Information on conflicts of interest between the Company and institutions providing services such as investment consultancy and rating, and measures taken by the Company to prevent such conflicts of interest:
No conflicts of interest have been raised during the activity year. While outsourcing services such as investment consultancy and rating, we comply with all legislative provisions, including CMB legislation, and take maximum care to avoid any situation that can lead to a conflict of interest by using specifically designed internal procedures and reporting mechanisms and carefully selecting the institutions.
Affiliation Report Results Section
According to the statements and evaluations made in the Affiliation Report for Group Companies as approved by the Coca-Cola İçecekA.Ş. Board of Directors;
There were no transactions undertaken by Coca-Cola İçecek A.Ş. through the controlling company as well as its affiliates under the influence of the controlling company with the intention of obtaining results that will only benefit the controlling company or an affiliated company and no measures were taken or avoided for the sole benefit of the controlling company or an affiliated company and for all transactions made with the controlling company and its affiliates in 2021, a suitable counter-performance was provided in each transaction in accordance with the conditions known to us in order to ensure competitive operation in the current market conditions at the time of such transaction and Coca-Cola İçecek A.Ş. did not take or avoid any measures in away that might harm the company in favor of the controlling company or its affiliates and it was concluded that no actions or measures exist which would require settlement in this context.
Other
The Company does not have its own shares acquired during the year. The Company has not gone through any private audits during the financial year however it has undergone a number of public audits to the extent required by the applicable regulations. There are no lawsuits filed against the Company as of December 31, 2021 which may affect Company’s financial position or activities.
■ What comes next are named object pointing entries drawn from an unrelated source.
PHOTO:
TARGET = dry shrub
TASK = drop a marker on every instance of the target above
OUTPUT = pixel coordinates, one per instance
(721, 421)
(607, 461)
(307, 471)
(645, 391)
There are no significant administrative or judicial sanctions imposed on either the Company or the members of the Board of Directors arising from non-compliant conduct.No report has been requested that is prepared upon a request from one of the managing body members as stipulated in the fourth paragraph of Article 199 of the Turkish Commercial Code. Decisions taken at the general assembly have been fulfilled. No emergency general assembly meetings have been called during the financial year.

The Company’s financial position is strong and it is not likely that the capital would become unrequited or the Company would go into debt. No legislative changes have occurred in 2021 that could significantly affect Company activities.